The opening of the Sydney Opera House gave an instant boost to the reputation of the city and its architect Jørn Oberg Utzon. Utzon garnered the coveted Pritzker Architecture Prize in 2003. Typical historic preservation recognition guidelines, of a time-honored structure of significance over 50 to 100 years, was put aside.
The Sydney Opera House was listed as a heritage asset by the National Trust of Australia in 1983 and by City of Sydney Heritage in 2000. In 2007, the site was included as a World Heritage Site by the cultural arm of the United Nations.
Today cruise guests either dock under the gaze of Captain Bligh, or take a tender to the excursion pier at the base of Sydney Harbor Bridge on the south side. The harbor walk, from the passenger docks runs along a path through The Rocks, along the Circular Quay, past the Art Deco Contemporary Art Museum and its modern cube addition.
Then over the Writers Walk and up the shaded stars to the Macquarie Street Fountain, also known as the Allen C. Lewis Memorial Fountain, donated in tribute by the company that built Sydney, the Concrete Construction Group. There, in full view, is the Sydney Opera House, with the Sydney Harbor Bridge backdrop. Voilà.
Pausing to catch a breath, in part of the Royal Botanic Garden, just south of the Sydney Opera House, puts visitors in touch with the literal foundation stone of Sydney.
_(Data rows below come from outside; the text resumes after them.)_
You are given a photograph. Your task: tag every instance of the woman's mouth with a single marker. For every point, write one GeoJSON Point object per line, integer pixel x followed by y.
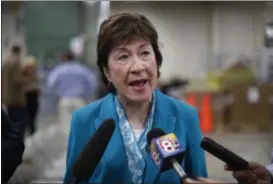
{"type": "Point", "coordinates": [138, 83]}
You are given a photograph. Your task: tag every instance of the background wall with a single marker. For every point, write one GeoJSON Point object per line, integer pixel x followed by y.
{"type": "Point", "coordinates": [195, 34]}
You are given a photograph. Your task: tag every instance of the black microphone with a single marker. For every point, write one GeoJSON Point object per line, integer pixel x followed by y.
{"type": "Point", "coordinates": [224, 154]}
{"type": "Point", "coordinates": [91, 155]}
{"type": "Point", "coordinates": [166, 151]}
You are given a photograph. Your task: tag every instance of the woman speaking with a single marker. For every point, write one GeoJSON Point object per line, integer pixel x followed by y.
{"type": "Point", "coordinates": [129, 60]}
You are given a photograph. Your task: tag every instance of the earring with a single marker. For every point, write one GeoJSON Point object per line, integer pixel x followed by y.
{"type": "Point", "coordinates": [110, 85]}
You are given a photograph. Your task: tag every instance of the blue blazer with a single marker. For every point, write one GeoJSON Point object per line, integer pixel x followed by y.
{"type": "Point", "coordinates": [171, 115]}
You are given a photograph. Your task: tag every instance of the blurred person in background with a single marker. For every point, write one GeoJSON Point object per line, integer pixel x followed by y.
{"type": "Point", "coordinates": [12, 142]}
{"type": "Point", "coordinates": [32, 91]}
{"type": "Point", "coordinates": [74, 84]}
{"type": "Point", "coordinates": [14, 114]}
{"type": "Point", "coordinates": [13, 83]}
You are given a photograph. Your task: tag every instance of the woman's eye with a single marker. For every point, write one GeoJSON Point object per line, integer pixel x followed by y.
{"type": "Point", "coordinates": [123, 57]}
{"type": "Point", "coordinates": [145, 53]}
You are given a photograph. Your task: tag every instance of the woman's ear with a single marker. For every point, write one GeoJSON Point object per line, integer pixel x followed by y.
{"type": "Point", "coordinates": [107, 74]}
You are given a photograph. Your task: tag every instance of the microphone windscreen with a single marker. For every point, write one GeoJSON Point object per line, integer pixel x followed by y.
{"type": "Point", "coordinates": [91, 155]}
{"type": "Point", "coordinates": [154, 133]}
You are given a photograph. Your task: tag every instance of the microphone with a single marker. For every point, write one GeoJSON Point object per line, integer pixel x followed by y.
{"type": "Point", "coordinates": [89, 158]}
{"type": "Point", "coordinates": [224, 154]}
{"type": "Point", "coordinates": [166, 151]}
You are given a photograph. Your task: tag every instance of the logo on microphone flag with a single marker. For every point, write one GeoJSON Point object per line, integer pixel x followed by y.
{"type": "Point", "coordinates": [164, 148]}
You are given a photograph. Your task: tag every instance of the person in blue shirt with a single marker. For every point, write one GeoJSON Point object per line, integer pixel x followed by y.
{"type": "Point", "coordinates": [129, 59]}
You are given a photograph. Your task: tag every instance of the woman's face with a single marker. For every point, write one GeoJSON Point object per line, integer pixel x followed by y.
{"type": "Point", "coordinates": [132, 69]}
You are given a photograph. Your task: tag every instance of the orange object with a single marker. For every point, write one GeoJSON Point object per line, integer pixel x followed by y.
{"type": "Point", "coordinates": [191, 99]}
{"type": "Point", "coordinates": [206, 114]}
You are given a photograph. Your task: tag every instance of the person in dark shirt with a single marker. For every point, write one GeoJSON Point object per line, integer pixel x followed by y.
{"type": "Point", "coordinates": [12, 144]}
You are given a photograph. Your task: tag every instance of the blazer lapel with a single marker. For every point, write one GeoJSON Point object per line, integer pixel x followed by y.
{"type": "Point", "coordinates": [114, 155]}
{"type": "Point", "coordinates": [166, 120]}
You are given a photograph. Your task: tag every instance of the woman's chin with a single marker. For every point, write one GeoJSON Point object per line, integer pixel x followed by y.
{"type": "Point", "coordinates": [139, 97]}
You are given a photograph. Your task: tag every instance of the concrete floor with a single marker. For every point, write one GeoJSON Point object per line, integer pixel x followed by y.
{"type": "Point", "coordinates": [47, 150]}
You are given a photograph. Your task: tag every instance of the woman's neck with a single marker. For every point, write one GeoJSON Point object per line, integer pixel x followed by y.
{"type": "Point", "coordinates": [136, 112]}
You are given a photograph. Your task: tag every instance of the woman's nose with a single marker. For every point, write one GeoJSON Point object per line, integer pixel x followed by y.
{"type": "Point", "coordinates": [137, 65]}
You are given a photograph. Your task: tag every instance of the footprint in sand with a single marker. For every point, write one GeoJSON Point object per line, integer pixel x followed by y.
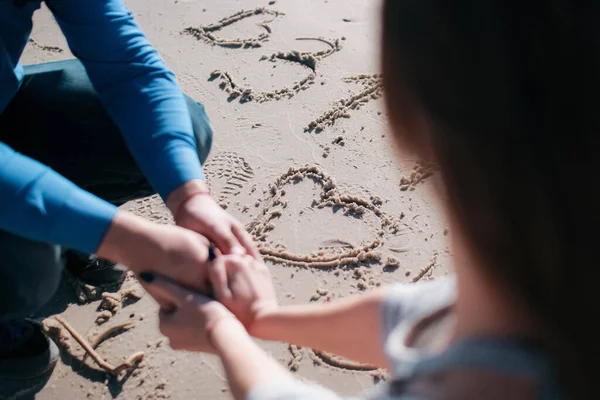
{"type": "Point", "coordinates": [329, 254]}
{"type": "Point", "coordinates": [227, 173]}
{"type": "Point", "coordinates": [372, 86]}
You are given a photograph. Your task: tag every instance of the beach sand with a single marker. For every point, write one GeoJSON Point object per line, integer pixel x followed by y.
{"type": "Point", "coordinates": [302, 156]}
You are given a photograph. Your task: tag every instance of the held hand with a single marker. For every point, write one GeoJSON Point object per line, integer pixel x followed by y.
{"type": "Point", "coordinates": [177, 253]}
{"type": "Point", "coordinates": [244, 285]}
{"type": "Point", "coordinates": [186, 318]}
{"type": "Point", "coordinates": [195, 209]}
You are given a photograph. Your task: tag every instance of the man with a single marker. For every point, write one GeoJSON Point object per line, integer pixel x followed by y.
{"type": "Point", "coordinates": [74, 130]}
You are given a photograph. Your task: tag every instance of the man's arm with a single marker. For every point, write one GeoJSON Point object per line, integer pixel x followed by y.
{"type": "Point", "coordinates": [350, 327]}
{"type": "Point", "coordinates": [39, 204]}
{"type": "Point", "coordinates": [137, 89]}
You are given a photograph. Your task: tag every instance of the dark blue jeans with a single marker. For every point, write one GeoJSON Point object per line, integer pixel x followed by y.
{"type": "Point", "coordinates": [57, 119]}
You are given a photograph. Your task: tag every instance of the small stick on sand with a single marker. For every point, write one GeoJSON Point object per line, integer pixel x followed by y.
{"type": "Point", "coordinates": [131, 361]}
{"type": "Point", "coordinates": [102, 336]}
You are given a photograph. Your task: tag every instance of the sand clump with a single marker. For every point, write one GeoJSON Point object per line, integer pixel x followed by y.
{"type": "Point", "coordinates": [130, 363]}
{"type": "Point", "coordinates": [372, 90]}
{"type": "Point", "coordinates": [206, 33]}
{"type": "Point", "coordinates": [330, 197]}
{"type": "Point", "coordinates": [308, 60]}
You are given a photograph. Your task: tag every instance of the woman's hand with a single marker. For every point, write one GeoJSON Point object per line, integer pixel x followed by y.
{"type": "Point", "coordinates": [194, 209]}
{"type": "Point", "coordinates": [244, 285]}
{"type": "Point", "coordinates": [187, 318]}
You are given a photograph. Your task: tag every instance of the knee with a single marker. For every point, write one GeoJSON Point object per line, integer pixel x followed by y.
{"type": "Point", "coordinates": [30, 273]}
{"type": "Point", "coordinates": [202, 128]}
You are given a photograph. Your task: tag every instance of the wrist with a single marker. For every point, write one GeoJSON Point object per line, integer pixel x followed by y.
{"type": "Point", "coordinates": [225, 331]}
{"type": "Point", "coordinates": [125, 237]}
{"type": "Point", "coordinates": [184, 192]}
{"type": "Point", "coordinates": [264, 322]}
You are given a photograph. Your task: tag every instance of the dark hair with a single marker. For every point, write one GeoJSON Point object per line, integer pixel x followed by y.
{"type": "Point", "coordinates": [510, 91]}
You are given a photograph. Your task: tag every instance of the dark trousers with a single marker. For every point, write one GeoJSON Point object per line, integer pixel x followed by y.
{"type": "Point", "coordinates": [57, 119]}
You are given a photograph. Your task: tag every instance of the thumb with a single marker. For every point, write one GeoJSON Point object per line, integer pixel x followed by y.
{"type": "Point", "coordinates": [225, 240]}
{"type": "Point", "coordinates": [168, 294]}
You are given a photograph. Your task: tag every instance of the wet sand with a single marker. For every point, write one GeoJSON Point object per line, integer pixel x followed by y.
{"type": "Point", "coordinates": [302, 156]}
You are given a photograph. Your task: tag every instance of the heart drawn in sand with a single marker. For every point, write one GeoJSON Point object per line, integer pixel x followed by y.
{"type": "Point", "coordinates": [328, 257]}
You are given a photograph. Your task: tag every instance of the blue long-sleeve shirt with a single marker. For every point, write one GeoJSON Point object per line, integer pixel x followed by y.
{"type": "Point", "coordinates": [137, 90]}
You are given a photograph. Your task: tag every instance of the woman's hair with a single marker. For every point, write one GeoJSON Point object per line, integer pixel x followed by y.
{"type": "Point", "coordinates": [510, 91]}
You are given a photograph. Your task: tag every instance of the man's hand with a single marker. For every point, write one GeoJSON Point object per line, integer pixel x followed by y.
{"type": "Point", "coordinates": [177, 253]}
{"type": "Point", "coordinates": [194, 209]}
{"type": "Point", "coordinates": [187, 318]}
{"type": "Point", "coordinates": [244, 285]}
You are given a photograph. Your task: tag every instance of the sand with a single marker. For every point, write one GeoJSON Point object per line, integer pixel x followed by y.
{"type": "Point", "coordinates": [302, 156]}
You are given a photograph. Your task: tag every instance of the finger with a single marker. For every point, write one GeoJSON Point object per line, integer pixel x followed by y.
{"type": "Point", "coordinates": [217, 273]}
{"type": "Point", "coordinates": [165, 300]}
{"type": "Point", "coordinates": [245, 240]}
{"type": "Point", "coordinates": [224, 239]}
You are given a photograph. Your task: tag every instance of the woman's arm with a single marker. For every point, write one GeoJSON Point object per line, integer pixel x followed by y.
{"type": "Point", "coordinates": [252, 374]}
{"type": "Point", "coordinates": [349, 327]}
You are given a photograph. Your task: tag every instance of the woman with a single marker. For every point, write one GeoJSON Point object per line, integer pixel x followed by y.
{"type": "Point", "coordinates": [504, 97]}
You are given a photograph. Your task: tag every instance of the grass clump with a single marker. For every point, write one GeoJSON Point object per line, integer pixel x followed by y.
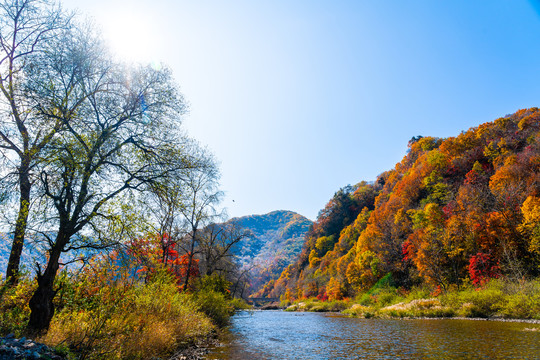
{"type": "Point", "coordinates": [122, 319]}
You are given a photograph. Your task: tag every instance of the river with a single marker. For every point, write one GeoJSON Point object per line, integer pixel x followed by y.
{"type": "Point", "coordinates": [302, 335]}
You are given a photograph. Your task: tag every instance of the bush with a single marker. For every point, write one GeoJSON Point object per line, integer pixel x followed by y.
{"type": "Point", "coordinates": [122, 319]}
{"type": "Point", "coordinates": [215, 305]}
{"type": "Point", "coordinates": [14, 310]}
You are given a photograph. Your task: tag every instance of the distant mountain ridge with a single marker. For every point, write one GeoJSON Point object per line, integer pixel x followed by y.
{"type": "Point", "coordinates": [276, 242]}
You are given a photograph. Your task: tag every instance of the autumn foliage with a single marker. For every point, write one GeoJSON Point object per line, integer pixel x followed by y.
{"type": "Point", "coordinates": [453, 211]}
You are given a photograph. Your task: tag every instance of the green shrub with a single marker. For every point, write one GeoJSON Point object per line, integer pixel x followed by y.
{"type": "Point", "coordinates": [215, 305]}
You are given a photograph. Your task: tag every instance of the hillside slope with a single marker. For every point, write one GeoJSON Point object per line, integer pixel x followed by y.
{"type": "Point", "coordinates": [276, 242]}
{"type": "Point", "coordinates": [453, 211]}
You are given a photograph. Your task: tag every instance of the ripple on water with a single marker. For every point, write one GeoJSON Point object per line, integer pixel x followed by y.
{"type": "Point", "coordinates": [284, 335]}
This is the place of the Tarpeian Way stone quarry, from which building blocks of Victorian Sydney were cut.
On the open grounds today is the sobering sculpture of artist Kimio Tsuchiya, installed in 2000, entitled Memory Is Creation without End. The artwork is composed of bits of demolished nineteenth century buildings of Sydney, returned to the site from which they began.
There is more to Sydney than the harbor. Continue walking south on Macquarie Street, away from the harbor, to delve deeper into the times through which Sydney developed, from a landing point for frightened settlers, to a destination point for expectant visitors. No one should leave Sydney dissatisfied, thinking there is nothing more to the place than the harbor.